The social software course is over, and I think I got a lot from it. My biggest gains are
  • Diigo - which I think is brilliant in both concept and application.
  • Youtube as a source of learning resources and in particular the work of Commoncraft
  • Google reader. I have since explored other readers in particular Attensa - but found it hung google up and it took a while to unistall the addin.
Overall I found that I did not have time enough to play. Maybe this is because the time that the course ran was just too busy within my job. What I really liked was being pointed to new ideas.

Thursday 22 November 2007

Keeping up

The problem I have is keeping up. There is so much to read and so much to try. . . . . . and everything I read, leads on to more things to read and try. Does it ever end?

It used to be said that the great scientist in the 18th and 19th centuries were famous in all fields. They did a bit of physics, a bit of chemistry, a bit of botany, they collected butterflies and looked down microscopes, they dissected cadavers and carried out experiments on the behaviour of dogs. Some even had time to write music. With advances in science, specialists started to appear and then focussed specialists. Today it is a full time job just keeping up with the literature in a small field. What will happen in the future.

You are wondering if this is relevant to Web2.0, well it may not relate that much but it is relevant because the web and web2.0 extend the information and extend the possibilities. We have lost the editorial power of what experts believe to be true or correct. There is too much to read and no one regulates the quality. For example, I know nothing about tropical fish, but nothing stops me posing as an expert and leading others astray. How do we harness what is good to help others to learn.
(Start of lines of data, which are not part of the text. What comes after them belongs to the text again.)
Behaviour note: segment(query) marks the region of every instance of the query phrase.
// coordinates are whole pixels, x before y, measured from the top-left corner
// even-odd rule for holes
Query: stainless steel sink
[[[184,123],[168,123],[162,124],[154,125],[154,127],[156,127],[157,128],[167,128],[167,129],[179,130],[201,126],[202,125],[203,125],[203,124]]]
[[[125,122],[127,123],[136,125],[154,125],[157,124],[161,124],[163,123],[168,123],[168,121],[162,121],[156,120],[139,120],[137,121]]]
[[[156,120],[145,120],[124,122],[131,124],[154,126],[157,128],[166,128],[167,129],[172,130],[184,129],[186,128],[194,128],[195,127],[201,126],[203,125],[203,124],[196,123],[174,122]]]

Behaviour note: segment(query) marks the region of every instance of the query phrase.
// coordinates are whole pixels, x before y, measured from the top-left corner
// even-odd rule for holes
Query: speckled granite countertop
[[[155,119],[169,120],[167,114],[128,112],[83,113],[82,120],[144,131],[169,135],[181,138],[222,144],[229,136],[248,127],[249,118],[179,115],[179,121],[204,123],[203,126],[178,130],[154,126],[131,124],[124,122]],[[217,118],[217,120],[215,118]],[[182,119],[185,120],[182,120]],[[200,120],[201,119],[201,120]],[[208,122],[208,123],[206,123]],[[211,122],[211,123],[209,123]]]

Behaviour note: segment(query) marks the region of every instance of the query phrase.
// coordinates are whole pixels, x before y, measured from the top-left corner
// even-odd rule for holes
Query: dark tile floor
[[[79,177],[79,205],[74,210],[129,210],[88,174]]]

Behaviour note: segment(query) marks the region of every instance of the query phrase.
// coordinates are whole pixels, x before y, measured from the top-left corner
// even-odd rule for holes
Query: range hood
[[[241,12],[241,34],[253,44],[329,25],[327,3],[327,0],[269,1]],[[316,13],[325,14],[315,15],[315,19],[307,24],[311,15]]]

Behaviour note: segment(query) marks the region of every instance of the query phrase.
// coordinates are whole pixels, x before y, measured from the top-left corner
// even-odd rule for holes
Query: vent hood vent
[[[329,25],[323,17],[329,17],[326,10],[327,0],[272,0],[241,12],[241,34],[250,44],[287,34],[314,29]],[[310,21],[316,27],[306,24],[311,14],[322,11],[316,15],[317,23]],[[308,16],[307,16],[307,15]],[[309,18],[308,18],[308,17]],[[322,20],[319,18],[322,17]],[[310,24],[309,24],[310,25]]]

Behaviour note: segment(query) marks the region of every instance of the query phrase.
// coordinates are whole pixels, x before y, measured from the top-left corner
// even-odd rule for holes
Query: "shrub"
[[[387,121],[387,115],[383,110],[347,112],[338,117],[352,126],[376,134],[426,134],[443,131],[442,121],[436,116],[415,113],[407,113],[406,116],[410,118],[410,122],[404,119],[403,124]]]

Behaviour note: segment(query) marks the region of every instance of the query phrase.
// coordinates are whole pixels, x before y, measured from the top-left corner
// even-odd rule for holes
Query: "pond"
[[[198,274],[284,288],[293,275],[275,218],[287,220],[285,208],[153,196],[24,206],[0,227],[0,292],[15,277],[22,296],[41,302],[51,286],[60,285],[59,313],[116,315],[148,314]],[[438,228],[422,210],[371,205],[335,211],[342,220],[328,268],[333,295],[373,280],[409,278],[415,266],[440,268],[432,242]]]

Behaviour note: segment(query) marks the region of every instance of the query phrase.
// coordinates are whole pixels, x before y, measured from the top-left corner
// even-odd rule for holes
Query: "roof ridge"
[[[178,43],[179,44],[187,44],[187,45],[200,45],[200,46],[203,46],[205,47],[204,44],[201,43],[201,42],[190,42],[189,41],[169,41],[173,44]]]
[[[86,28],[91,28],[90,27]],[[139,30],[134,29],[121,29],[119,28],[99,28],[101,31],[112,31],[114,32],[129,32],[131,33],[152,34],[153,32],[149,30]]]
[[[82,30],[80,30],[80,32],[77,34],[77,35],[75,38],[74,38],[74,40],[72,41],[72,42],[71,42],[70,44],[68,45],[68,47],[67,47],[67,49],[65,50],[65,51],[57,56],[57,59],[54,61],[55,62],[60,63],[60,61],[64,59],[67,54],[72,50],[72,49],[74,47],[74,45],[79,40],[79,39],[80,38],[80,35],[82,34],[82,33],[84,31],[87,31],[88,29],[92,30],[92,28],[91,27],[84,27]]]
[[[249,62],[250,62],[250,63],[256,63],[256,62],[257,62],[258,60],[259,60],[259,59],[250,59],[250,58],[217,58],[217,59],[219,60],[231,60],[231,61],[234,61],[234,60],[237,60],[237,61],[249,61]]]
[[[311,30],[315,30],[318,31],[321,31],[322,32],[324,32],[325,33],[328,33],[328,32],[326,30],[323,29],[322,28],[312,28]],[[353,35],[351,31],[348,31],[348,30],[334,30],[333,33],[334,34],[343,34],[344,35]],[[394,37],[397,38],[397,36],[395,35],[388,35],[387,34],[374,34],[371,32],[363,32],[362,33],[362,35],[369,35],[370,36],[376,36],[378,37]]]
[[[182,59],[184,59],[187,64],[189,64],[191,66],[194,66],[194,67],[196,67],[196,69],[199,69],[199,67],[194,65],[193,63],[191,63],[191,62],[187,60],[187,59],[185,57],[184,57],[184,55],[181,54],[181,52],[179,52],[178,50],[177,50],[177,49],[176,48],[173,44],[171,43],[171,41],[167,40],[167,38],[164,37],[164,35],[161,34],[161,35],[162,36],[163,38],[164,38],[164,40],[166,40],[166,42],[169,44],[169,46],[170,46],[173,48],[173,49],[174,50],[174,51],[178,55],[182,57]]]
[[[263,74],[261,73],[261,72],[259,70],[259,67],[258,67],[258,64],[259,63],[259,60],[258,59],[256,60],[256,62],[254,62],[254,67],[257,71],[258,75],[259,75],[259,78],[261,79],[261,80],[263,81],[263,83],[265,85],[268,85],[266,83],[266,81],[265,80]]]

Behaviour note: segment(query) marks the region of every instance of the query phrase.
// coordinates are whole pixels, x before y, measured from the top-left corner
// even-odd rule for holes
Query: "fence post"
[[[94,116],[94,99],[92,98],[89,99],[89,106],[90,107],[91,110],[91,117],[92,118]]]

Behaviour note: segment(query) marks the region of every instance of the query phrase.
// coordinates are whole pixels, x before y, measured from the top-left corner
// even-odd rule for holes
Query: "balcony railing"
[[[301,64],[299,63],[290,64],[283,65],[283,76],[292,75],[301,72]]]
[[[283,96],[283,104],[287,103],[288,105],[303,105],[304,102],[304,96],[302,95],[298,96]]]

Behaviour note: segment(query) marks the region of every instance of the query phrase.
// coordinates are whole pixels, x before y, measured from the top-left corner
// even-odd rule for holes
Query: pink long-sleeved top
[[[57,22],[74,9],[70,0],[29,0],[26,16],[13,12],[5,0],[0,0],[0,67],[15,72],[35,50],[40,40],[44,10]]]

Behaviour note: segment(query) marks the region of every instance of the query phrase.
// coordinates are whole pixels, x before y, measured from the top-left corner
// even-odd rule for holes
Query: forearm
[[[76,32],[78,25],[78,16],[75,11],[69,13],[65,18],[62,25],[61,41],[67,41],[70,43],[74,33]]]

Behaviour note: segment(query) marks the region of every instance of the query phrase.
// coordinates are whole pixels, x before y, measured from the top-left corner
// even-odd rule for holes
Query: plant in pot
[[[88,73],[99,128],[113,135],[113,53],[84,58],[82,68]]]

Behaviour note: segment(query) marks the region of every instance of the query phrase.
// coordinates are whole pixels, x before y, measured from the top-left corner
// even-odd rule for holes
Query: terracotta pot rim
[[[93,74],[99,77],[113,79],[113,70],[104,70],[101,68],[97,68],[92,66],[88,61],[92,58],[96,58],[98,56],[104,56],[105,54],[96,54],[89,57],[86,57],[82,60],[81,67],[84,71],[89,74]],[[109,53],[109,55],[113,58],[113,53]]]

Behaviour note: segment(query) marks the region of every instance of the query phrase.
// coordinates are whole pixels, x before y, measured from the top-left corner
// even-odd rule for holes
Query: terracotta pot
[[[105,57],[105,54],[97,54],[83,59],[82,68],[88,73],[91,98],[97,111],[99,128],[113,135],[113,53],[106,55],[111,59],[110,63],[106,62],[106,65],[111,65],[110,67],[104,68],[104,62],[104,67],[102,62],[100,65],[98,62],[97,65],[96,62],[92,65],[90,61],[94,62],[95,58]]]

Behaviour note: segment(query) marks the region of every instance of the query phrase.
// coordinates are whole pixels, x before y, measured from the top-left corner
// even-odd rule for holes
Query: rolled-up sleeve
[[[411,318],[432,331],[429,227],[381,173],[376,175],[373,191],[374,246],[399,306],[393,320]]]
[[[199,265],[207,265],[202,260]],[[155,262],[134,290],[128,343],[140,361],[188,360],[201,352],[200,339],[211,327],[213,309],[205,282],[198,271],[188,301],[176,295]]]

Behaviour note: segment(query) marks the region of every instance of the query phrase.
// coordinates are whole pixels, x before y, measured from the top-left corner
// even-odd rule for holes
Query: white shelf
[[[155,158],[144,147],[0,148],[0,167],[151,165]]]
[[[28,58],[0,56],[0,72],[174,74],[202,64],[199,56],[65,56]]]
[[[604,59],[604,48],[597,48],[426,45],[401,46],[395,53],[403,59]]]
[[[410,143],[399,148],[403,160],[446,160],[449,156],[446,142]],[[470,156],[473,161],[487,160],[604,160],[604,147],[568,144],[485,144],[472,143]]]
The greatest skill for the future will not be searching for information, but filtering the less useful stuff. If anyone has any suggestions on how to do this I would love to know. Maybe the science fiction idea of downloading knowledge straight to the brain will happen in our life time or maybe we will develop a collective knowledge (the Borg?)

Tuesday 20 November 2007

Speechless, but not lost for words.

Today I discovered Diigo.

I am totally amazed by what it will do, quite apart from sticky notes, you can share your notes with others, you can highlight webpages, add bookmarks, add your own annotations. I am amazed at what it will do.
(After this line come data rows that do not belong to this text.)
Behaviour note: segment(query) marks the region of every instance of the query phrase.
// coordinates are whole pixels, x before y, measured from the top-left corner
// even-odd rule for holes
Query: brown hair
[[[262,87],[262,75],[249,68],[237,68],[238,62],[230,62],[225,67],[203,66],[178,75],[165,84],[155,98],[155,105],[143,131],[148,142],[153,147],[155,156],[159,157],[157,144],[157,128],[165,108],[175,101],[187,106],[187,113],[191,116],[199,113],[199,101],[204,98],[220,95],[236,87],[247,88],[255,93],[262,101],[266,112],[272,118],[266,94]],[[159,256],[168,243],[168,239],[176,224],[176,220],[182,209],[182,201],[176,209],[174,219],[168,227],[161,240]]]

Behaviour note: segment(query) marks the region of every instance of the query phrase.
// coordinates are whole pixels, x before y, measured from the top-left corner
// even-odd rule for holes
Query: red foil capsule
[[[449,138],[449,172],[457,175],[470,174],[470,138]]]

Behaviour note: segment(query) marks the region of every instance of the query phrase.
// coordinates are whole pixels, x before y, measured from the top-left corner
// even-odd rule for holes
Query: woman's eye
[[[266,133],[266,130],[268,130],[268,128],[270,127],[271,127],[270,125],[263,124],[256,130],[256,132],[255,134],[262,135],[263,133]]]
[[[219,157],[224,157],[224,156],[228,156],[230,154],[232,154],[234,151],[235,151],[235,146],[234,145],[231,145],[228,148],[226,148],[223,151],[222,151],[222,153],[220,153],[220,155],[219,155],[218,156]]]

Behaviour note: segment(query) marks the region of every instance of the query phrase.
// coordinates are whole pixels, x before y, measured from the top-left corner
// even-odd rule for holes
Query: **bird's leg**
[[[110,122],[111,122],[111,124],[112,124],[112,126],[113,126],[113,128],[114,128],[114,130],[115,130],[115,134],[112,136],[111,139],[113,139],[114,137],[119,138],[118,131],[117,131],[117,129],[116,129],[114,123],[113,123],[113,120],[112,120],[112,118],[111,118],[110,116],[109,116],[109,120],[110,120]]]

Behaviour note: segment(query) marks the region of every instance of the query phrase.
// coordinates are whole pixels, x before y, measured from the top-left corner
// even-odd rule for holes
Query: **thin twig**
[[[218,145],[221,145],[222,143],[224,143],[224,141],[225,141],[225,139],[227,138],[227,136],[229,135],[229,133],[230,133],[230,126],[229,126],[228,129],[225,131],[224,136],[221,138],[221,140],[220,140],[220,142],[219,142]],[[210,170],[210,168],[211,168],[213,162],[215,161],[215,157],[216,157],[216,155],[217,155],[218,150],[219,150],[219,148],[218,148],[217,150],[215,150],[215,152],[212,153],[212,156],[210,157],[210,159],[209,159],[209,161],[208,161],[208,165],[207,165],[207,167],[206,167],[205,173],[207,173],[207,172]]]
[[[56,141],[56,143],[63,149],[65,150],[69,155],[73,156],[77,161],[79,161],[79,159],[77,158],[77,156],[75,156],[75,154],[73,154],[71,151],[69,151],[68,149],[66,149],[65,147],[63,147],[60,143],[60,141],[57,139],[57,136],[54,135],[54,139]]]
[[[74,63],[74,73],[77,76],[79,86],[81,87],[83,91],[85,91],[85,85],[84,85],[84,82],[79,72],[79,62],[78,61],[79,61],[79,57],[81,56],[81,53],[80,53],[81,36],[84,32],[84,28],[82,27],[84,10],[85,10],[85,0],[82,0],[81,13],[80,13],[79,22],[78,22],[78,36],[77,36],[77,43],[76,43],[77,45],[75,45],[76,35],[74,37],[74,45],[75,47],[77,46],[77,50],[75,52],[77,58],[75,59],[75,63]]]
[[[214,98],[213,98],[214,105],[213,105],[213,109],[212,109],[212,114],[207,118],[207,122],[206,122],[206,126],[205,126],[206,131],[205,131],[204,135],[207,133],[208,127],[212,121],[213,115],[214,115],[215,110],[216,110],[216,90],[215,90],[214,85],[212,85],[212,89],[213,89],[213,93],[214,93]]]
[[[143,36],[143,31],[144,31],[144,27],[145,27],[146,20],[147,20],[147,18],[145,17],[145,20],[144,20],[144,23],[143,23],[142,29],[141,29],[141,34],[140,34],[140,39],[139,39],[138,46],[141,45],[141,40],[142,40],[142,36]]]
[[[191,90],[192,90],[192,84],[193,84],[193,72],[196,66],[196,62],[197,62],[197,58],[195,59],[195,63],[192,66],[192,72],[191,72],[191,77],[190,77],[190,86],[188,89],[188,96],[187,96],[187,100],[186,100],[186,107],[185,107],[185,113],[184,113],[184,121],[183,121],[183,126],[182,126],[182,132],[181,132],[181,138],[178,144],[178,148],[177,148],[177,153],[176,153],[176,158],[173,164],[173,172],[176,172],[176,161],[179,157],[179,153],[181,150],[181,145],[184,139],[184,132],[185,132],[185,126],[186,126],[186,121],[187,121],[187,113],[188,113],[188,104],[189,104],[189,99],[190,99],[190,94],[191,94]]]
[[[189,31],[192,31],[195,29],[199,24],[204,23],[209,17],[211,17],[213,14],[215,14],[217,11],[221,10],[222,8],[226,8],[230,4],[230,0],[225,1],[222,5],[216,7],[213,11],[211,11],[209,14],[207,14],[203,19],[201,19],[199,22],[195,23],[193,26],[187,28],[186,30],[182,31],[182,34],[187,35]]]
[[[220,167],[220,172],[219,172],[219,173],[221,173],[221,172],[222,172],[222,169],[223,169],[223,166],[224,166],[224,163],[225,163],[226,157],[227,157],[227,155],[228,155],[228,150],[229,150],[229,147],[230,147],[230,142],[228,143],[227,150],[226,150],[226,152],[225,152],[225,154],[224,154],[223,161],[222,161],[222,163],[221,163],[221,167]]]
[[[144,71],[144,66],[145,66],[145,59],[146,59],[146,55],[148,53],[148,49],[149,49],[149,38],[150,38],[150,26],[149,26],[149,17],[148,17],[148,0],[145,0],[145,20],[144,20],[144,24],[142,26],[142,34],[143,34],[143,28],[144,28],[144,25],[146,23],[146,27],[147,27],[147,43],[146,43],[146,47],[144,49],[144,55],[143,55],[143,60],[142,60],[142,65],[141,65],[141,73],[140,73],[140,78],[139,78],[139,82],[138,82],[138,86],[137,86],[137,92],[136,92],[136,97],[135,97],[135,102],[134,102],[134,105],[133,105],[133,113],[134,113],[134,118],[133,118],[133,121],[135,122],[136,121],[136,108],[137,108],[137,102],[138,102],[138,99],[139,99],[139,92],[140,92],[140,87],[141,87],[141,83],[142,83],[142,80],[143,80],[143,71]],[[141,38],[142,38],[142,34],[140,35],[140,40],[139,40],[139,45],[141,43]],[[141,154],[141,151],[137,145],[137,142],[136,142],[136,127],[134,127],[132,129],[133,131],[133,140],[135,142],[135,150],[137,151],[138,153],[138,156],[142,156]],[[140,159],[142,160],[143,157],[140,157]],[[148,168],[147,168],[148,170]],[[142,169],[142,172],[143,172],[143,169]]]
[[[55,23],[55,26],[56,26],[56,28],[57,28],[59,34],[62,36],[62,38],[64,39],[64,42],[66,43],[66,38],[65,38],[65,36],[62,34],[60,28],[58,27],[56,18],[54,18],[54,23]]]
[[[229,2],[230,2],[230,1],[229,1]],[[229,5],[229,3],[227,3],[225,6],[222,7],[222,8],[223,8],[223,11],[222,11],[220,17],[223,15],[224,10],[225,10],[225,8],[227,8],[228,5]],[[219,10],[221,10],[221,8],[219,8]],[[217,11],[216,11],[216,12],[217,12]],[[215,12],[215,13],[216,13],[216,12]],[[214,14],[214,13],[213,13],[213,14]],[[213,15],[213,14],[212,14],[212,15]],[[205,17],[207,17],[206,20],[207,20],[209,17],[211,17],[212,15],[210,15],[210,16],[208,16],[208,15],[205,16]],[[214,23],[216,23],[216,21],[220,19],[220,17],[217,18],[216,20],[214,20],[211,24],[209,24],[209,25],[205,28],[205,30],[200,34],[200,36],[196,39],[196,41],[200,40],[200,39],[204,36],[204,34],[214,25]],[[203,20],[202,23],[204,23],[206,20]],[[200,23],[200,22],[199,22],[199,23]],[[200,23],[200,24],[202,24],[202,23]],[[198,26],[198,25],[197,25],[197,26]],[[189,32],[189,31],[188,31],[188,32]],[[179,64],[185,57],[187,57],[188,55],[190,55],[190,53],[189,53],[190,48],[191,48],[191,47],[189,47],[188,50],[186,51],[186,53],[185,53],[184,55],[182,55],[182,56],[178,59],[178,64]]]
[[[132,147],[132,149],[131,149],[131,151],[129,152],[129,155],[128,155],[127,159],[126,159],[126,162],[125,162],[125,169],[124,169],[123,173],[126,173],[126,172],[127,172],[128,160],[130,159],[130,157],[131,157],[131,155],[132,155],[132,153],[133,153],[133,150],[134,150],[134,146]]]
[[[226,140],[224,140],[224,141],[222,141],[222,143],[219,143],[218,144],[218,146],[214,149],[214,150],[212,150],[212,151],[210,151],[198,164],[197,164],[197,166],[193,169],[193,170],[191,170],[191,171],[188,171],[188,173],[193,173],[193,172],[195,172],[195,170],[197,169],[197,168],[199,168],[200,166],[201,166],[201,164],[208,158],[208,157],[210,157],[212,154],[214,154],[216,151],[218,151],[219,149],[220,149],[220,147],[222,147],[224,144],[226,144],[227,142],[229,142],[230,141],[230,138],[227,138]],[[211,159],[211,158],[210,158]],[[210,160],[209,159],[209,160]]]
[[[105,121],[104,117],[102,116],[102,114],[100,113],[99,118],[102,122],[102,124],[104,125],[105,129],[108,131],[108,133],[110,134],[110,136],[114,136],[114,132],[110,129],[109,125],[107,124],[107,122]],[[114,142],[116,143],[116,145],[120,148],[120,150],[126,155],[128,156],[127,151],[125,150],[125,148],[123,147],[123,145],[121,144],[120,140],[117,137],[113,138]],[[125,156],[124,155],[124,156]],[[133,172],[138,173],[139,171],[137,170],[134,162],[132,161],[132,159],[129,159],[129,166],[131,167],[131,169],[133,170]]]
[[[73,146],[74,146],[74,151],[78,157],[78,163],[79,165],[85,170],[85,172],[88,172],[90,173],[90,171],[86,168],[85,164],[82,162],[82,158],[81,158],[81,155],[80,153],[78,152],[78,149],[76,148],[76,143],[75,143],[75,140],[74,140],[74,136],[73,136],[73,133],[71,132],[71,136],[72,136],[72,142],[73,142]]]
Within education there are many potential applications for a software like this. Rather than one person giving a blog, or even a group blogging or contributing to a wiki, here we have a way for several people to review a publication and add their own comments to it. They can annotate their understanding, they can comment to each other, they can contribute to groups such that they will all see each others contributions.
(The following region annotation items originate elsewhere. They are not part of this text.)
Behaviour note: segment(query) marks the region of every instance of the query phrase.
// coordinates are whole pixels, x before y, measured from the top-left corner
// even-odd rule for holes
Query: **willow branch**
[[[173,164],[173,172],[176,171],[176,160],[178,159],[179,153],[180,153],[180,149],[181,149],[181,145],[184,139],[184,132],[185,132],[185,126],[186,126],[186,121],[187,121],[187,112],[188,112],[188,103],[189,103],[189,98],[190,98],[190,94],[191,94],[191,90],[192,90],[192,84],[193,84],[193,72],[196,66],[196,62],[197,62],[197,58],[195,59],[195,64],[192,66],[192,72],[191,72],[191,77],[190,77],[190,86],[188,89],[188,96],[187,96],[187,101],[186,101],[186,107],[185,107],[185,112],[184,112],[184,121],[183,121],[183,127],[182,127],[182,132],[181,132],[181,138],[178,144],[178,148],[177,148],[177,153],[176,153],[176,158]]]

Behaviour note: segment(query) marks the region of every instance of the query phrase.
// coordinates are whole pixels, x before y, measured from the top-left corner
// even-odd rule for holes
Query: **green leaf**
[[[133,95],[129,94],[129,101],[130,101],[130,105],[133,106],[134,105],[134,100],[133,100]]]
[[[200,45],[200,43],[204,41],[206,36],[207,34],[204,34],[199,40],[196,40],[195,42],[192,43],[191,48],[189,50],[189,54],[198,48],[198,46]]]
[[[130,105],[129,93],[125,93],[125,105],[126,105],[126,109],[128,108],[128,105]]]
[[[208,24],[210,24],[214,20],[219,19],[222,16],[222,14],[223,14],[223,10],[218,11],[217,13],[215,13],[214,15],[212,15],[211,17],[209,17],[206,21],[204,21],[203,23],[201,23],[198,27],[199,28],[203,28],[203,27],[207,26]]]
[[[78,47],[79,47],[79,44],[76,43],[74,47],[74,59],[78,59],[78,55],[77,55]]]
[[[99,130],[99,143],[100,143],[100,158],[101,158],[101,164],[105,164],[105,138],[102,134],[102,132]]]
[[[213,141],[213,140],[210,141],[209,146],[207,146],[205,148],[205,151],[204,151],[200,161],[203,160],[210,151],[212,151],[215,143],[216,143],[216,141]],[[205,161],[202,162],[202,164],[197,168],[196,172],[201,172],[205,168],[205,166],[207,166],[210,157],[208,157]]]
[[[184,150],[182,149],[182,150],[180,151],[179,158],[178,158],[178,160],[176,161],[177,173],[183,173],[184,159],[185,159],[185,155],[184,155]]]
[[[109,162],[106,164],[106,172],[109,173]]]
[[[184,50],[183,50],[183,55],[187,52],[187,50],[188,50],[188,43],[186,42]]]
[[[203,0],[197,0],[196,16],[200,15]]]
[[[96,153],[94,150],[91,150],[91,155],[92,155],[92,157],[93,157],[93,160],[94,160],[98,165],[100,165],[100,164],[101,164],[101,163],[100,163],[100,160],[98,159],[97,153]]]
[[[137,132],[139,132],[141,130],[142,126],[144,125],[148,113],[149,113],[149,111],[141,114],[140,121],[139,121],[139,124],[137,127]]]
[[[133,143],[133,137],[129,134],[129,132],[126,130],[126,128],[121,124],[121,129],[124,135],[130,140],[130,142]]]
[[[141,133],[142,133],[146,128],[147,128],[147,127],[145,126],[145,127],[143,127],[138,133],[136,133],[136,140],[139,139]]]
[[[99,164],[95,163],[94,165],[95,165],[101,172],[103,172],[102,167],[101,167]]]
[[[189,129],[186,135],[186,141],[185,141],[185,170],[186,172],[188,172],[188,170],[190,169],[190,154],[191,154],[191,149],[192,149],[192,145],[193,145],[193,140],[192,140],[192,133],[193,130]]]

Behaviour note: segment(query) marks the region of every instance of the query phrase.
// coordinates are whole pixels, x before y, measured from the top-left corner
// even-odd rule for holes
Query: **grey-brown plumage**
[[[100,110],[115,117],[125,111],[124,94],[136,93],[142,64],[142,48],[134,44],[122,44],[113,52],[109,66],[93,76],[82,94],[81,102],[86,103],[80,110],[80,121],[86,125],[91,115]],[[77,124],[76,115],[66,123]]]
I think this is highly versatile for teaching and learning

Got that out of my system

Yesterday I wrote my first posting, but the more I wrote, the more I realised it was never meant to be published. I was venting my thoughts on the type of person who might want a blog.

One of the problems of the internet is information overload and blogs are further culprits to take time and effort in reading. Of course if time is spent reading one thing, other items are automatically excluded (just by time).

In the end I decided that a blog might be more subtle than a narcissistic maverick posting their diary in a bottle to float in the e-ther until washed up on a surfers desktop. I realised that it can be a way of influencing people. It was potentially subversive. Moreover it could be used in an educational context to carry ideas, convey concepts, persuade people to an argument. What I want to explore over future weeks.